SaveMode.ErrorIfExists(default)当数据源已经存在数据,抛出一个异常
SaveMode.Append当数据源已经存在数据,将新的数据附加到原有数据上
SaveMode.Overwrite当数据源已经存在数据,新数据覆盖掉原有数据
SaveMode.Ignore当数据源已经存在数据,忽略新数据

Saving to Persistent Tables

DataFrame可以保存为Hive的持久表,使用的命令是 saveAsTable。
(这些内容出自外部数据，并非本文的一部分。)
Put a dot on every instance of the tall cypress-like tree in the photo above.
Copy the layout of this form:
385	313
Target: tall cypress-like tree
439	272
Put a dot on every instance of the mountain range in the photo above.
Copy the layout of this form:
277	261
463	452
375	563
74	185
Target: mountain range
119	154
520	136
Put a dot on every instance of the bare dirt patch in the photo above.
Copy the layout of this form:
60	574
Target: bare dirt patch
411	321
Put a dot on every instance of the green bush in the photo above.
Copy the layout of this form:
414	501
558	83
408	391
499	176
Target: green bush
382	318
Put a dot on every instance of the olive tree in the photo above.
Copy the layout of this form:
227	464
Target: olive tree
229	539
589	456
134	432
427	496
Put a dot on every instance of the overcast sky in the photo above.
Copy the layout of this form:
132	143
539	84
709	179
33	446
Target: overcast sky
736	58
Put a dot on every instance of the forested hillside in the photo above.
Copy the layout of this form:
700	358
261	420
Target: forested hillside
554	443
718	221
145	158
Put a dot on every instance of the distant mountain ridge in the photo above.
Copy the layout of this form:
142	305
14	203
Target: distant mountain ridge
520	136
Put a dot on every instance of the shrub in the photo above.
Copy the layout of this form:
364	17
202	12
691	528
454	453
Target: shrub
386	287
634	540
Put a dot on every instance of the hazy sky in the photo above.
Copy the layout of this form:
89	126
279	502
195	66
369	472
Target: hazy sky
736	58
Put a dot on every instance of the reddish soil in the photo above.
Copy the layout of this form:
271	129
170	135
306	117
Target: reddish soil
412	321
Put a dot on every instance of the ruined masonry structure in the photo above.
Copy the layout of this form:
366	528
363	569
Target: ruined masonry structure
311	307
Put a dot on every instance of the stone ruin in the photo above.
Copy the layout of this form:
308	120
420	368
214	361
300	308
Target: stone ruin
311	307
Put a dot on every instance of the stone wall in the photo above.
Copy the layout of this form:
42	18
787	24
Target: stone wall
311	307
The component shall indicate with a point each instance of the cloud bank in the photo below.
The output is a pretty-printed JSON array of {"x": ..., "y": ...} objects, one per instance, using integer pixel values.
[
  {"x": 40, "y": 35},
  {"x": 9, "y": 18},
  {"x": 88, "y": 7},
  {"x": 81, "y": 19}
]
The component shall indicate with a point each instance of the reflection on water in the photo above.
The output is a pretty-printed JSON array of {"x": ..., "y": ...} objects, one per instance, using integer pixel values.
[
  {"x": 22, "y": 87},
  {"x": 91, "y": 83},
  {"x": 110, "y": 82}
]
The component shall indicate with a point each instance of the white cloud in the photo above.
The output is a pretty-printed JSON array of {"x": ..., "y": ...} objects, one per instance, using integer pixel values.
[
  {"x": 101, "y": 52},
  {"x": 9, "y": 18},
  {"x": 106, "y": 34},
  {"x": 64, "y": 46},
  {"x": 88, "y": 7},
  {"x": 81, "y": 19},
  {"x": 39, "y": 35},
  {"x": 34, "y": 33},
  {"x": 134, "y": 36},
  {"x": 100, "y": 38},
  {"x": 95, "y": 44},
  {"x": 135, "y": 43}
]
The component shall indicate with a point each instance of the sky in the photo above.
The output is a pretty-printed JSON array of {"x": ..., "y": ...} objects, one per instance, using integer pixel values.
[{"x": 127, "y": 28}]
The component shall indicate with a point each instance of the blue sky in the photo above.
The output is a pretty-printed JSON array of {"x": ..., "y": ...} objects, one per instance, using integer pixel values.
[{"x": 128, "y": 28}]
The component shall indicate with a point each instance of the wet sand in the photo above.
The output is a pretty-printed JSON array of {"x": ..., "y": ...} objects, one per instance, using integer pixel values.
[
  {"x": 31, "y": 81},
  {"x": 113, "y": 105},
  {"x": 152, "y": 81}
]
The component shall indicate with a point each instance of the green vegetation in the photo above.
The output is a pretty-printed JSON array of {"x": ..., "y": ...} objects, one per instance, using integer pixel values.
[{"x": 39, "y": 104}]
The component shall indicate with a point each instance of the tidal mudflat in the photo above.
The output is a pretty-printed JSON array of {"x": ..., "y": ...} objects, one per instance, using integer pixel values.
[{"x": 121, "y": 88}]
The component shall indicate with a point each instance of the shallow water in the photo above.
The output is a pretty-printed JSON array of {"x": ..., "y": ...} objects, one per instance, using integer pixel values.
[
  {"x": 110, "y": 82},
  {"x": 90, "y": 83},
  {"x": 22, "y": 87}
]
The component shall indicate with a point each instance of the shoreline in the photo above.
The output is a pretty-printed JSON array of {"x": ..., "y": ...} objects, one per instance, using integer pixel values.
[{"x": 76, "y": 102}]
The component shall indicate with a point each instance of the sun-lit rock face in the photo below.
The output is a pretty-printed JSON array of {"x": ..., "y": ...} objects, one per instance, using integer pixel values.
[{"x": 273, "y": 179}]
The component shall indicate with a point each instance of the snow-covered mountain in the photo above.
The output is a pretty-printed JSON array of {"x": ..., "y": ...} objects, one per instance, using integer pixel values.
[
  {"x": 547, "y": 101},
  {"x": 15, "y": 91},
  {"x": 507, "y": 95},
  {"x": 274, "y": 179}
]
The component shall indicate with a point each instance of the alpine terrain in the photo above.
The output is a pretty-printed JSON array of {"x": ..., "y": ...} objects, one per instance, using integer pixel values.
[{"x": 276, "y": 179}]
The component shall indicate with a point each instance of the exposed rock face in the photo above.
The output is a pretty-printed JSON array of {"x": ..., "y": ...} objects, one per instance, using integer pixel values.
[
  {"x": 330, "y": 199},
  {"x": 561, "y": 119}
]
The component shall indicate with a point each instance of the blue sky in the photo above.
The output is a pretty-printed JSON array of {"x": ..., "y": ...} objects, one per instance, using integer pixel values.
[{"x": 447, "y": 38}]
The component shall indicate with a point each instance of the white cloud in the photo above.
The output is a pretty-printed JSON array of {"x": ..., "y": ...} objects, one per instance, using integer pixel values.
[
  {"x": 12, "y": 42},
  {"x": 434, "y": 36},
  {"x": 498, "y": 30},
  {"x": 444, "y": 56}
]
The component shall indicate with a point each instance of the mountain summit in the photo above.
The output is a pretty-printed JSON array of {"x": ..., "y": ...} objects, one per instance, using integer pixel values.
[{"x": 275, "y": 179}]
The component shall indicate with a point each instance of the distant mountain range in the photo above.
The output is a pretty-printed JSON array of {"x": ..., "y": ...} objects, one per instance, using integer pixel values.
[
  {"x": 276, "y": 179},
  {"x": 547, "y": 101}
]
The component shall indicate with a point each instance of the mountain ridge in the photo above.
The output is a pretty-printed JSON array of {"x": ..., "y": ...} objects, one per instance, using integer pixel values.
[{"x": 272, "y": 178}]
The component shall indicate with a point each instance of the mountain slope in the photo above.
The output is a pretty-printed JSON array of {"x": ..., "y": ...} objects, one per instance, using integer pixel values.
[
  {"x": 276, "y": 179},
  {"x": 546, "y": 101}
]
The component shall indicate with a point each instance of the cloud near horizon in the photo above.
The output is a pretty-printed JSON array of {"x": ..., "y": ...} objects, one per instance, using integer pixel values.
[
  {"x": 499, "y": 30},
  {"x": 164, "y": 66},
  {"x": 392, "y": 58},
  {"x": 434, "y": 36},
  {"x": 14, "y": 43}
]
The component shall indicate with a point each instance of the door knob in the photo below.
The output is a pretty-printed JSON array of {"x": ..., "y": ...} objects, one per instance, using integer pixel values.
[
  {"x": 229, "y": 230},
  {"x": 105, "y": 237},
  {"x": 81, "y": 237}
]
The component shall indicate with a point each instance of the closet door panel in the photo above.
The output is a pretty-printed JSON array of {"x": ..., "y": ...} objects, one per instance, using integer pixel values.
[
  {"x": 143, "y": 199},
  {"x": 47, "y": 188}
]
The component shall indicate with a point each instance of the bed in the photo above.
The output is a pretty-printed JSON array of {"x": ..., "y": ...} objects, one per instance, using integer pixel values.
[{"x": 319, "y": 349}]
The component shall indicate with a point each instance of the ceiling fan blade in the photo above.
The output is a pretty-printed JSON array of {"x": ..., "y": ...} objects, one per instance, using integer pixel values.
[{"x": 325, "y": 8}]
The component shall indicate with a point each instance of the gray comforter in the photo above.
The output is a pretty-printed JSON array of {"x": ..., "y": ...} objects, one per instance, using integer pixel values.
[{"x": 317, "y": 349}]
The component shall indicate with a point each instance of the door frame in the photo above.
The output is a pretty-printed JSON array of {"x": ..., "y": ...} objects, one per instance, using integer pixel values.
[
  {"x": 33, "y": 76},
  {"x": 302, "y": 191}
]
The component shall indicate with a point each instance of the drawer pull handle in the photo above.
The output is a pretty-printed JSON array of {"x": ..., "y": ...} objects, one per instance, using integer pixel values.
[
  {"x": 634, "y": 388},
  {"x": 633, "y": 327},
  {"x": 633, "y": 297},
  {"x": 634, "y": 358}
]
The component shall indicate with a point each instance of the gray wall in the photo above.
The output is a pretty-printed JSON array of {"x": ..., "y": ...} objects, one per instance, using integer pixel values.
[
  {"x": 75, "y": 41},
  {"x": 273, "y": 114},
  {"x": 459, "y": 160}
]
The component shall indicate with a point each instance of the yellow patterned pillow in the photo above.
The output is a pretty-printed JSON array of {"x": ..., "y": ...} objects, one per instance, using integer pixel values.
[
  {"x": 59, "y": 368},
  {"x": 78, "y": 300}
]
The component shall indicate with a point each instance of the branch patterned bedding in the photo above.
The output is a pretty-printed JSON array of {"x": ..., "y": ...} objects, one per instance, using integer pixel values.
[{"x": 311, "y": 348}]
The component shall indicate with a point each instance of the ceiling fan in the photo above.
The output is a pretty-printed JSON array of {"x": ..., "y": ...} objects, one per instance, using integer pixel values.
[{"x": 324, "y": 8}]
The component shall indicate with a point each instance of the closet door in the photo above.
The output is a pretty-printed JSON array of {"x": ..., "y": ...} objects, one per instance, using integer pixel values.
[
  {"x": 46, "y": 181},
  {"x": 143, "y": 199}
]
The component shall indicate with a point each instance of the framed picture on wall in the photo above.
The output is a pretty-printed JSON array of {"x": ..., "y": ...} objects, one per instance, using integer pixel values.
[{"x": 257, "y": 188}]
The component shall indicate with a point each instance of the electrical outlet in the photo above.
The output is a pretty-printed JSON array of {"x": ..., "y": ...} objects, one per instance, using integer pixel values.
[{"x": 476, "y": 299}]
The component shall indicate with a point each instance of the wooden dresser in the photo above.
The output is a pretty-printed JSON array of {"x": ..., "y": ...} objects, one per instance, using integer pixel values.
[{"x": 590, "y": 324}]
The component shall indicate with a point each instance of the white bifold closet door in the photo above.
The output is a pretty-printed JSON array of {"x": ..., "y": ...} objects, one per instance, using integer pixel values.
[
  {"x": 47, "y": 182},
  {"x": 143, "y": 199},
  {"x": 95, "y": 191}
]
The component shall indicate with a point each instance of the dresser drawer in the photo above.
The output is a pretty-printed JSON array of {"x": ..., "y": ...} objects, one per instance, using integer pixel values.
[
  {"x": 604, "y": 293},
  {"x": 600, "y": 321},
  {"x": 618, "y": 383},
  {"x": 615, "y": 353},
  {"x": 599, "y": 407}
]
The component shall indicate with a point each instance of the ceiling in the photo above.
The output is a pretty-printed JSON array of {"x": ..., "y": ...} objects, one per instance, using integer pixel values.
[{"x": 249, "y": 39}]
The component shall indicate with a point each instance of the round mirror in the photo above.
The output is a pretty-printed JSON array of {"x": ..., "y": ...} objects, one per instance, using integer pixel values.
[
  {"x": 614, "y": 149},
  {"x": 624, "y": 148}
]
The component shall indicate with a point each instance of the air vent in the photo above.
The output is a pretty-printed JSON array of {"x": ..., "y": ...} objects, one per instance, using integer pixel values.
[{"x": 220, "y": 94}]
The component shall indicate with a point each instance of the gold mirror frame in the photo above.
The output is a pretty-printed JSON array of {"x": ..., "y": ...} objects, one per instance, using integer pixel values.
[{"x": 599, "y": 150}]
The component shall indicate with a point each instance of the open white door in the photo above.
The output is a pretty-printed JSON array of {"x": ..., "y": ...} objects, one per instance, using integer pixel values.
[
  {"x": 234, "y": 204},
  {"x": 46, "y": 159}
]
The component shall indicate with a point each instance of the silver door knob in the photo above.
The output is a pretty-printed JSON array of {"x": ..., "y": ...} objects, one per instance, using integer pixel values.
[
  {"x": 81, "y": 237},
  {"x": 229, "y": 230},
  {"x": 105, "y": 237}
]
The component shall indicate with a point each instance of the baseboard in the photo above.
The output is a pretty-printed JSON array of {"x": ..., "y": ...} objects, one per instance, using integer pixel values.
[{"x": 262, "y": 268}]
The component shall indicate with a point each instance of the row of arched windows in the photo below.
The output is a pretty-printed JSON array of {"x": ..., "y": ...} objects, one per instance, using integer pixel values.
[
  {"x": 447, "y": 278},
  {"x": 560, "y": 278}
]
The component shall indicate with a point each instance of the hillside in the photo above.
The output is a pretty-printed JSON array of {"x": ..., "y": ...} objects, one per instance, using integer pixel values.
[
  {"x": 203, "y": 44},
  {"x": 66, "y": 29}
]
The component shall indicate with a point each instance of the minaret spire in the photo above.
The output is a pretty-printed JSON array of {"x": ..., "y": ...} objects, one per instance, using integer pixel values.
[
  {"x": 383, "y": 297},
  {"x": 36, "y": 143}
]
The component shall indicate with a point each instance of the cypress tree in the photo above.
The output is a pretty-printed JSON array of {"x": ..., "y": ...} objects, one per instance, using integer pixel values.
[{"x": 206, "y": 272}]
当保存为持久表后,DataFrame里的数据将物化,持久表将一直存在,当重启Spark后,依然可以使用这个持久表。

保存数据时,还可以进行装桶(bucketBy)、排序(sortBy)、分区(partitionBy),接下来是几个例子:

peopleDF.write.bucketBy(42, "name").sortBy("age").saveAsTable("people_bucketed")
usersDF.write.partitionBy("favorite_color").format("parquet").save("namesPartByColor.parquet")
usersDF
  .write
  .partitionBy("favorite_color")
  .bucketBy(42, "name")
  .saveAsTable("users_partitioned_bucketed")

Parquet Files

Parquet是列式存储格式,可以用如下方法读写Parquet格式数据:

// Encoders for most common types are automatically provided by importing spark.implicits._
import spark.implicits._

val peopleDF = spark.read.json("examples/src/main/resources/people.json")

// DataFrames can be saved as Parquet files, maintaining the schema information
peopleDF.write.parquet("people.parquet")

// Read in the parquet file created above
// Parquet files are self-describing so the schema is preserved
// The result of loading a Parquet file is also a DataFrame
val parquetFileDF = spark.read.parquet("people.parquet")

Hive metastore Parquet table conversion

当Hive的Parquet表中读写数据时,Spark SQL将使用自己Parquet替代Hive SerDe。

Hive和Parquet有两点不同:

1.Hive是类型不敏感的,但是Parquet不是、

2.Hive允许所有列是可空的(nullable),Parquet中nullability 是有意义的。

JSON

Spark SQL能推断JSON数据集的scheme,并且加载它为一个DataSet[Row]。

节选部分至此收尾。